4. Implementation Status: nextjs-openai-custom-gpt-actions
Status: COMPLETED AND PRODUCTION-READY
The custom OAuth bridge has been successfully implemented in the examples/nextjs-openai-custom-gpt-actions directory. The implementation follows the "Shim" architecture described above.
4.1 Implementation Summary
| Component | File | Status |
|---|---|---|
| Middleware | src/middleware.ts | Implemented: Handles both Custom Bearer Tokens (for GPT) and Standard Cookies (for Browser). |
| Authorize Endpoint | src/app/api/oauth/authorize/route.ts | Implemented: Validates Supabase session, generates auth codes, stores in DB. |
| Token Endpoint | src/app/api/oauth/token/route.ts | Implemented: Exchanges codes for JWT access tokens and refresh tokens. |
| Storage Layer | src/lib/oauth-storage.ts | Implemented: Uses Supabase DB tables (oauth_codes, oauth_refresh_tokens). |
| Database Schema | supabase/migrations/002_create_oauth_tables.sql | Implemented: Tables for auth codes and refresh tokens. |
| User Info | src/app/api/user/me/route.ts | Implemented: Returns user info from OAuth token. |
4.2 Key Features
- Standard OAuth 2.0 Flow: Full Authorization Code flow with refresh token support.
- Database-Backed Storage: Auth codes and refresh tokens stored in Supabase PostgreSQL.
- Security:
- One-time use authorization codes (10-minute expiry)
- JWT-based access tokens (1-hour expiry)
- Long-lived refresh tokens (30-day expiry)
- Client secret validation
- Redirect URI validation
4.3 Future Enhancements
While the current implementation is production-ready for Supabase-based projects, future SDK versions could provide:
- Provider Abstraction:
IdentityProviderinterface to support Clerk, Auth0, NextAuth, etc. - Storage Adapters: Pluggable storage (Redis, SQL, Memory) for different deployment scenarios.
- PKCE Support: Enhanced security for public clients (see Section 5.2).
- Consent Screen: Optional user consent UI for explicit scope authorization.
5. Security Analysis
The current "Shim" architecture is sound but shifts significant security responsibility to the developer.
5.1 Key Risks
- Token Forgery: Reliance on
OAUTH_JWKS_SECRETmeans if this key leaks, the entire auth system is compromised. - Refresh Token Storage: Tokens are currently random strings but should ideally be hashed in the database.
- Scope Validation: No explicit user consent screen means scopes are "trusted" rather than "granted".
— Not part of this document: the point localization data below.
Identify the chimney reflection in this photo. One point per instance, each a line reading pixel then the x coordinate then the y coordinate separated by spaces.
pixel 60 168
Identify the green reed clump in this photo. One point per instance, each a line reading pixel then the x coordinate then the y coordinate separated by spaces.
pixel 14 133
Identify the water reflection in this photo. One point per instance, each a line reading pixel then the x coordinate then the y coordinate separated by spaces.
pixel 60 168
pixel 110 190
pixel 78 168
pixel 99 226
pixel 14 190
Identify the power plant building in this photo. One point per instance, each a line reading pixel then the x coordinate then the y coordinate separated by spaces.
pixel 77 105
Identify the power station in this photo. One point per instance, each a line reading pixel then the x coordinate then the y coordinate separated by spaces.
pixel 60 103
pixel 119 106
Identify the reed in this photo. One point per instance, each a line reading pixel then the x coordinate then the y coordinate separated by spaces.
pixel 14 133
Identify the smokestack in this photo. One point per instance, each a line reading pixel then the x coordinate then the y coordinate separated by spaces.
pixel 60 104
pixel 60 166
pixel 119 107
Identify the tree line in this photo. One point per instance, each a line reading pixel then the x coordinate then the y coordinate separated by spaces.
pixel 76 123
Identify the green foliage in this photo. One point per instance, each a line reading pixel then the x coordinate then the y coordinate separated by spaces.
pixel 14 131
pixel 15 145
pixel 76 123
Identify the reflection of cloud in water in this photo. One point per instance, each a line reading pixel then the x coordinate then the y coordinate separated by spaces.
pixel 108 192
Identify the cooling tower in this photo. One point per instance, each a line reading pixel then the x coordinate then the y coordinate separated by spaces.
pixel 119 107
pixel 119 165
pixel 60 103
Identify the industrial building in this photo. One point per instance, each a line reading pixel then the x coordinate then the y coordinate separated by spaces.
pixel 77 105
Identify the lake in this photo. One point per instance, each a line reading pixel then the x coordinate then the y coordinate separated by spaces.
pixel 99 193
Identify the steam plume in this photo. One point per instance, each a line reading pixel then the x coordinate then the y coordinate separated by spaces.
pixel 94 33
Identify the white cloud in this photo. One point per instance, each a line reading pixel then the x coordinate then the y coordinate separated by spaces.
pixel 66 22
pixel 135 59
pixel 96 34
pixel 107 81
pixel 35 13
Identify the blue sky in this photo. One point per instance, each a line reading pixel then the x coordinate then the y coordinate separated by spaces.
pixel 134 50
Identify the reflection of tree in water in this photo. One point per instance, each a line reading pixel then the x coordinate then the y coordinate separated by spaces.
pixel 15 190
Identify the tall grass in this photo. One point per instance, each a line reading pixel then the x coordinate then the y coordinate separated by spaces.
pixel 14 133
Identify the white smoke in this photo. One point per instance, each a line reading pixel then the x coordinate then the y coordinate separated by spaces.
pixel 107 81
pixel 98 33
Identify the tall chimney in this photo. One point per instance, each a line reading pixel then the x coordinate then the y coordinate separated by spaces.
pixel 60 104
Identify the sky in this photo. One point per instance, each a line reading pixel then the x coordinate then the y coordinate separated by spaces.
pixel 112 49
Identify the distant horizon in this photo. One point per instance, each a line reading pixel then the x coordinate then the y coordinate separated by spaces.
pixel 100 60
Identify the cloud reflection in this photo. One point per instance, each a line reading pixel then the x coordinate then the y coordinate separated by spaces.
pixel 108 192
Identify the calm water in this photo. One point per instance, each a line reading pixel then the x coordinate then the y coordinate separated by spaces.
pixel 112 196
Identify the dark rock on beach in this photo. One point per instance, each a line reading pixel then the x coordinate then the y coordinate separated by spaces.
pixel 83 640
5.2 PKCE (Proof Key for Code Exchange)
- Requirement: PKCE is highly recommended for public clients to prevent code interception.
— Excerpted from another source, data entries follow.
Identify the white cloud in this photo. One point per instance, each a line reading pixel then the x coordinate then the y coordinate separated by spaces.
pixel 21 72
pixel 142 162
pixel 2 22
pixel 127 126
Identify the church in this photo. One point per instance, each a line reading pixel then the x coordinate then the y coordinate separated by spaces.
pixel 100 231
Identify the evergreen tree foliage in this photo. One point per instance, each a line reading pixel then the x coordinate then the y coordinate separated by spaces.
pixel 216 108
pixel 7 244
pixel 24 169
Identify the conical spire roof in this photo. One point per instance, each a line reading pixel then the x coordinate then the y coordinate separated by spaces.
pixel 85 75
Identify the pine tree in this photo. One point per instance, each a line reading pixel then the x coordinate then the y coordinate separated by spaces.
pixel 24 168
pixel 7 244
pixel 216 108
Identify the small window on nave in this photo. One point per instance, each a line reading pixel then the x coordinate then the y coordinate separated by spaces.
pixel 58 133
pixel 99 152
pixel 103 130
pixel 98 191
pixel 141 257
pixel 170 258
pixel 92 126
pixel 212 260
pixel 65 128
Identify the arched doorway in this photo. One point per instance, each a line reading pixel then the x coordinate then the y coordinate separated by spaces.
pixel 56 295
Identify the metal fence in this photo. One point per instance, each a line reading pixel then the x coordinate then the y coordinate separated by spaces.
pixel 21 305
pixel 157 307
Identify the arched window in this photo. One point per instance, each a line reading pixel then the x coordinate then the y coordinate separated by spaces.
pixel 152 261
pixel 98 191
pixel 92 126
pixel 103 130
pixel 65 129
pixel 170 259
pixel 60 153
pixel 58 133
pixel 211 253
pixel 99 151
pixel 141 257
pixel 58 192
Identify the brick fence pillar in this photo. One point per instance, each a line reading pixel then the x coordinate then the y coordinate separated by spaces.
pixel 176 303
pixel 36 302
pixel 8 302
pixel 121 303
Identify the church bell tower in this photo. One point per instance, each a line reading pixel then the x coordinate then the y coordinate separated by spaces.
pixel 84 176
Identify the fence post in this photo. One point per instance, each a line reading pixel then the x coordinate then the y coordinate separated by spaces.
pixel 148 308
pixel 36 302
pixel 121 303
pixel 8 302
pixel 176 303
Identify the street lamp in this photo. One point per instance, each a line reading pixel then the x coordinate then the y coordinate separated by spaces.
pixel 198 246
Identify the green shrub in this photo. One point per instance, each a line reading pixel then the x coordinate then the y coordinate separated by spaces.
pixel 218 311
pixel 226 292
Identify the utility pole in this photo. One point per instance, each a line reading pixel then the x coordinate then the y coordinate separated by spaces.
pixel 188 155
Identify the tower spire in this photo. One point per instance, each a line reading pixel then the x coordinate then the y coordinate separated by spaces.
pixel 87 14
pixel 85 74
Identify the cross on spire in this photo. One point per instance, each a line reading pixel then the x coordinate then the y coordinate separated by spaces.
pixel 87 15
- Tool Call Confirmation: While PKCE secures the auth flow, it does not automatically remove the need for tool call confirmations. OpenAI's "Always Allow" feature is separate and depends on their specific trust/verification model for the GPT Action.
- Implementation Difficulty: Medium. Requires:
- Storing
code_challengeandcode_challenge_methodin theauth_codestable during the Authorize step. - Validating the
code_verifier(hashed matches the stored challenge) during the Token Exchange step.